Computational detection of microRNA candidates

Description

Detection of miRNAs is a difficult problem. Due their small size limits the available information and current sensitive methods, such as: blast, nhmmer, or cmsearch are designed to increase sensitivity, but lead to an inevitable large number of false positives only detected by detailed analysis of specific features of typical miRNAs and/or conservation patterns in a structure-annotated multiple sequence alignments.

The miRNAture pipeline implements a workflow specific to animal microRNAs that automatizes homology search and validation steps. On the homology search it combines two modes: sequence-homology by blast or/and nhmmer using query sequences or hidden markov models (HMMs), and structural validation performed by the INFERNAL package, using covariance models (CMs). A merging step produces a final list of homology candidates. Over those candidates a Mature annotation stage performs a correction of the position of mature sequences on the detected precursor and a structural evaluation in terms of minimum free energy (MFE), precursor length, folding and the evaluation of anchored family specific-multiple secondary alignment (using MIRfix). Final sanity checks are performed on the Evaluation stage, that reviews all the last mature annotation process, filtering the invalid candidates at structure level and reporting valid candidates on GFF3/BED and fasta files together with a summarize file that provides overall information about detected miRNA candidates and families.

Installation

The easiest way to install miRNAture is through conda. To do so, please first install conda.
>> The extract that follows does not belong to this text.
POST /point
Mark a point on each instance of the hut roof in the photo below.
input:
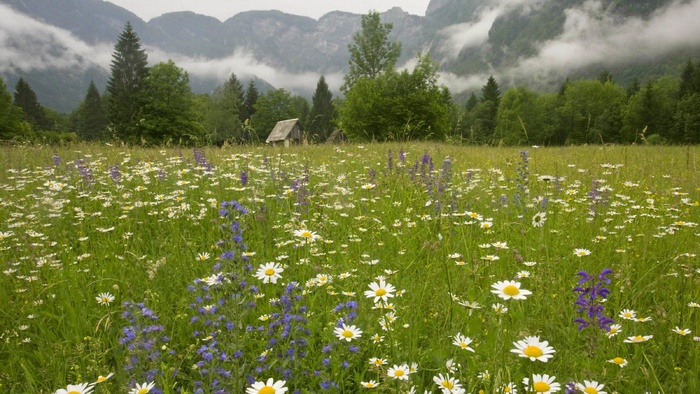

To speed up installation of dependencies and packages we suggest to use mamba, for this just run:

conda install mamba -c conda-forge

You can use mamba as drop-in replacement for conda by simply replacing the call to conda with a call to mamba.

Install via Conda

To install miRNAture from conda in a specific mirnature environment simply run:

mamba create -n mirnature mirnature

if mamba is available, else run:

conda create -n mirnature mirnature

Manual install, resolve dependencies via Conda

Create a mirnature conda environment with the file miRNAture.yml:

mamba env create -n mirnature -f miRNAture.yml

Activate the environment containing all dependencies:

conda activate mirnature

followed by the manual steps:

perl Build.PL
./Build
./Build test
./Build install

which will install miRNAture in the mirnature conda environment.

Input files

The most important input file is a DNA sequence. This could be a multi-fasta sequence that belongs from a common specie (i.e. complete genome or group of particular sequences). At the same time, previous to execute miRNAture a pre-calculated dataset (that contains default data as CMs, HMMs, and required files to perform mature prediction) must be downloaded and correctly indicated in the command line options with the flag -dataF.

New in version 1.1 A new dataset containing all miRBase HMMs/CMs and validated mature sequences is recommended to use as first approach to identify miRNAs over target species. This dataset can be downloaded from here.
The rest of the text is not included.